Ternyata, di balik segala kehangatan dan kasih sayang dia berikan, dia adalah seorang pembohong yang hebat. Dia terus-terusan memintaku untuk tinggal dan terus bersamanya, tapi nyatanya dia yang meninggalkanku. Ternyata, orang yang meminta kita untuk jangan pergi justru adalah orang yang akan meninggalkan kita terlebih dahulu. Betapa mengesankan. Betapa menyakitkan.

"Just stay."

Bukankah seharusnya, dia harus mengatakan itu untuk dirinya sendiri? Lihatlah bagaimana hebatnya dia menghancurkanku. Padahal, dia yang membuatku bisa segila ini akan cintanya, tapi dia juga yang merobohkan semua harapanku akan masa depan yang kuimpikan untuk terus bersamanya. Setelah dia mendekatiku, berhasil mendapatkan hatiku, dia menusukku sehingga aku hanya bisa menderita atas kebahagiaan yang kini dia rasakan dengan wanitanya yang baru.

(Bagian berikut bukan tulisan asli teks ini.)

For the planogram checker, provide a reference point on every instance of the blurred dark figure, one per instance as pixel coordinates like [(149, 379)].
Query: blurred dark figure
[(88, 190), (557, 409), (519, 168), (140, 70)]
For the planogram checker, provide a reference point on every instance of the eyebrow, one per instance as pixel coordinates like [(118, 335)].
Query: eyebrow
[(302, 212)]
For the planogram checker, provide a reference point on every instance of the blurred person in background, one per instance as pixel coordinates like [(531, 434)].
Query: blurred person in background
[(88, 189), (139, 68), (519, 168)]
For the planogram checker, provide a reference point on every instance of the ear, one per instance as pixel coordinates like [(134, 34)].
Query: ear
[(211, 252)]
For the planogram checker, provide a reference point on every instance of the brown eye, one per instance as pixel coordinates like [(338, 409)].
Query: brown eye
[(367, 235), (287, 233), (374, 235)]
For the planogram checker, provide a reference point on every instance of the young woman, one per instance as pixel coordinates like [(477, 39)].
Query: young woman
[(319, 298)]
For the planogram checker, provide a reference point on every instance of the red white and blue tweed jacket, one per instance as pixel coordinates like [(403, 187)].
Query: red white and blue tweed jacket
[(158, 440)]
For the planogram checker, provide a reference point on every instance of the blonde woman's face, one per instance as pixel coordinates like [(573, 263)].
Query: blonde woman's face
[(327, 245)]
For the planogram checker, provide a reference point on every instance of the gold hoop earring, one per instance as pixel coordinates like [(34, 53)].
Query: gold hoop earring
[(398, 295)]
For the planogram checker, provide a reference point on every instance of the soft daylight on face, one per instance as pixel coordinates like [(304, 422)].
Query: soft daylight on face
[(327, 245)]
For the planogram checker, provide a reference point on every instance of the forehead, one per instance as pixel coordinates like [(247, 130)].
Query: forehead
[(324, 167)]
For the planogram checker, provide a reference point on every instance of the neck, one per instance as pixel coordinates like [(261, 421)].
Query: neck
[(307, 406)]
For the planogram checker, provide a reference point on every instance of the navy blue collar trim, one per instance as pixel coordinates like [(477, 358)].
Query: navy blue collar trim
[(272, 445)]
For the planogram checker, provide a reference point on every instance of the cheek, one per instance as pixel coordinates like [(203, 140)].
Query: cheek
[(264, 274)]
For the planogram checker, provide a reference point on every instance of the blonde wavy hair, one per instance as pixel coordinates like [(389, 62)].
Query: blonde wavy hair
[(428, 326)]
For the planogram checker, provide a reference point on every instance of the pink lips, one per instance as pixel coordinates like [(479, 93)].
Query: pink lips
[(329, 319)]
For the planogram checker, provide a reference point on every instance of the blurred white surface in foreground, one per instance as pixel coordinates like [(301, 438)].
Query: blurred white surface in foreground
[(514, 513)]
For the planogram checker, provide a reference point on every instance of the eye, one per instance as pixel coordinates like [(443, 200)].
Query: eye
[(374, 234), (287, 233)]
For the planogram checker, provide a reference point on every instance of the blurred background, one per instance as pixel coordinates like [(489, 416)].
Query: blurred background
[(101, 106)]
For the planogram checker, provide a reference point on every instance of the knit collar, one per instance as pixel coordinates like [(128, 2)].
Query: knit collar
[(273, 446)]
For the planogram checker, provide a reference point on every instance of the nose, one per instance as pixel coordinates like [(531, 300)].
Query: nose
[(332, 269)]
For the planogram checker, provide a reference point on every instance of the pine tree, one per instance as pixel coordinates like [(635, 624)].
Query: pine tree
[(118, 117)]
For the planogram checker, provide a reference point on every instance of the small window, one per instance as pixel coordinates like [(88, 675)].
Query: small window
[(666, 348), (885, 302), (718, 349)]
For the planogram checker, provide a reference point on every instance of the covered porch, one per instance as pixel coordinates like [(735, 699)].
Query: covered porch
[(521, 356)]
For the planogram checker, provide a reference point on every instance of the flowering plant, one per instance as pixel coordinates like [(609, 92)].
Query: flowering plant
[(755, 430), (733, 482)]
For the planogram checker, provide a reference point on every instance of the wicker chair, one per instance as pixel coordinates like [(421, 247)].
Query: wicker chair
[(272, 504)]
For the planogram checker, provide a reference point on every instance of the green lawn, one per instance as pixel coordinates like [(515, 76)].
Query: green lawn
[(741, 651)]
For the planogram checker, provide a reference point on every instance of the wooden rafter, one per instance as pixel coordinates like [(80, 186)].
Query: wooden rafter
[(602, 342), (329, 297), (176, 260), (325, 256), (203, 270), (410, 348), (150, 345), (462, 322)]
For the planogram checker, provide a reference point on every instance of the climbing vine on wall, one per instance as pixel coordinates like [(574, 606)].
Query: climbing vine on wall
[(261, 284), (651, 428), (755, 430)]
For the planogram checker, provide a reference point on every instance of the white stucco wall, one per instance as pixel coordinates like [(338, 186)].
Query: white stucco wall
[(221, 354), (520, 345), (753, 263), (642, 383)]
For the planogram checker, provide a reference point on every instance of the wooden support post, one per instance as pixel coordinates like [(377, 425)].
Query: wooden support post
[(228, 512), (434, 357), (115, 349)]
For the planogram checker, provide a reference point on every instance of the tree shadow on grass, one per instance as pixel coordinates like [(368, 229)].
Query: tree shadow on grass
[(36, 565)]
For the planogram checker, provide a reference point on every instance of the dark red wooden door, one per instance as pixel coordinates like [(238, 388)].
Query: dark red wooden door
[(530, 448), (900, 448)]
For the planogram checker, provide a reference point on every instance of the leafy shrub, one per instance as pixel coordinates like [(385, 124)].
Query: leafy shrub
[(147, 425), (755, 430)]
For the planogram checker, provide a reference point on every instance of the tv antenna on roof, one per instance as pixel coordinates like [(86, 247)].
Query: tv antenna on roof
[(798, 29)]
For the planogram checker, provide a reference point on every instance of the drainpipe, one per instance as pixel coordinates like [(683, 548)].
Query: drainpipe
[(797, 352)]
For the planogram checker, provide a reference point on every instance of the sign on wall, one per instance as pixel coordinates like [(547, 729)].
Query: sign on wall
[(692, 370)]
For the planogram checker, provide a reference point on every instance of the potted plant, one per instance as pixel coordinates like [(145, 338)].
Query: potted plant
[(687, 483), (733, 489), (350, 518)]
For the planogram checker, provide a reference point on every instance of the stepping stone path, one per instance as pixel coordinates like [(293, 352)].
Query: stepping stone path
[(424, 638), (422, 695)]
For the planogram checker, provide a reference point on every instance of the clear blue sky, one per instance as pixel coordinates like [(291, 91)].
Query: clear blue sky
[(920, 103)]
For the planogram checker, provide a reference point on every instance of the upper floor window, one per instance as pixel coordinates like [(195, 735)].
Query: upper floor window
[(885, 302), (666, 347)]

"Aku janji takkan meninggalkanmu."

Janji, katamu? Janji takkan bermakna apa-apa. Semua ini mengenai siapa yang tinggal dan menjaga kesetiaannya, bukan mengenai siapa yang berjanji.

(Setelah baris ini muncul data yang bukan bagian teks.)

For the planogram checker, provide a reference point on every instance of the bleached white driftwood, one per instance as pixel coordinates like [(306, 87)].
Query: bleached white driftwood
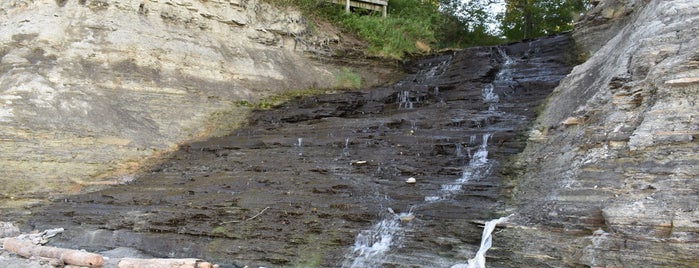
[(69, 256), (164, 263)]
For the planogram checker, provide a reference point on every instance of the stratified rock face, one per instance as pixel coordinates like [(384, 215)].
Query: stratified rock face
[(620, 188), (88, 85)]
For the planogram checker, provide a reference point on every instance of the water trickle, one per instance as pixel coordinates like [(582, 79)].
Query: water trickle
[(489, 97), (486, 242), (299, 145), (459, 151), (345, 150), (370, 245), (404, 101)]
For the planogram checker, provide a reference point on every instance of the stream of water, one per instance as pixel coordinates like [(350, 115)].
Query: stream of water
[(372, 245)]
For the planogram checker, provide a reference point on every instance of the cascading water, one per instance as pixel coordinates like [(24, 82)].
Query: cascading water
[(372, 245)]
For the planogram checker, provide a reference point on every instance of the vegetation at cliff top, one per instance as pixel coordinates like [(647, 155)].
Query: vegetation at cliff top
[(447, 23)]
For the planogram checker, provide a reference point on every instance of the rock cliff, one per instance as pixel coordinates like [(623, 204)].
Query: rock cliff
[(609, 176), (90, 87)]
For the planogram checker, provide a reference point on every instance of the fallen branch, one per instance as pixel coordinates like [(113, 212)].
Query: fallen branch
[(68, 256), (164, 263)]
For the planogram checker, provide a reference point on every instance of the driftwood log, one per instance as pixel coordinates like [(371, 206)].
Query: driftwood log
[(164, 263), (68, 256)]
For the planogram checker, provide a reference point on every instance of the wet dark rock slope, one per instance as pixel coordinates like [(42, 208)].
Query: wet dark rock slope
[(298, 182)]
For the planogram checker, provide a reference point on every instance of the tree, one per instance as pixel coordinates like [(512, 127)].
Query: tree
[(531, 18), (467, 23)]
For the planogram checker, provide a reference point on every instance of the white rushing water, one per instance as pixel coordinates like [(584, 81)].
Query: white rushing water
[(486, 242), (373, 245)]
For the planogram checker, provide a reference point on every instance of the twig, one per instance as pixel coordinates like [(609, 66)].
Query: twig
[(258, 214)]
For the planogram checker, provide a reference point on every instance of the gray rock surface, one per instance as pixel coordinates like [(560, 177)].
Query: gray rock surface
[(620, 188), (89, 88)]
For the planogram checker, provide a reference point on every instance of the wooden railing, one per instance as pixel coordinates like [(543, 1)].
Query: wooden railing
[(377, 5)]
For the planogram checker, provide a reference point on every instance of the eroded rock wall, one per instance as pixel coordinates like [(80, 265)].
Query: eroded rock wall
[(92, 86), (611, 169)]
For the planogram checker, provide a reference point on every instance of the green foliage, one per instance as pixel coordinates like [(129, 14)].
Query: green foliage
[(346, 79), (530, 18), (445, 23)]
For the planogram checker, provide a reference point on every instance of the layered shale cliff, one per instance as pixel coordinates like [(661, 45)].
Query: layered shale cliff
[(92, 87), (610, 176)]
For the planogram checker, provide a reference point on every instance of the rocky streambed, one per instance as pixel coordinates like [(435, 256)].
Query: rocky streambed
[(299, 183)]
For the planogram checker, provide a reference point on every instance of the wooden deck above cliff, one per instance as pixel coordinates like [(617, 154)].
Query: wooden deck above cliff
[(377, 5)]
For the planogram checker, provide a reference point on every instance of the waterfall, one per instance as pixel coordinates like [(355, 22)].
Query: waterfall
[(486, 242), (371, 245)]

Aku menghela napas, memandangi salju yang turun dari luar jendela kaca kamarku. Hari ini sudah setahun sejak Jake meninggalkanku. Ada masanya di suatu pagi yang indah, dia yang merindukanku dan menginginkanku kembali. Cinta yang pernah kuberikan padanya dan dia sia-siakan akan mencoba mencari cara untuk pulang kembali padaku.

Namun, ketika hari itu tiba, kupastikan bahwa dia sudah terlambat. Ketika hari itu tiba, dia akan menyadari bahwa takkan dia temukan satupun wanita di dunia ini yang sepertiku. Sampai hari itu tiba, kuharap dia bisa menikmati kebahagiaannya.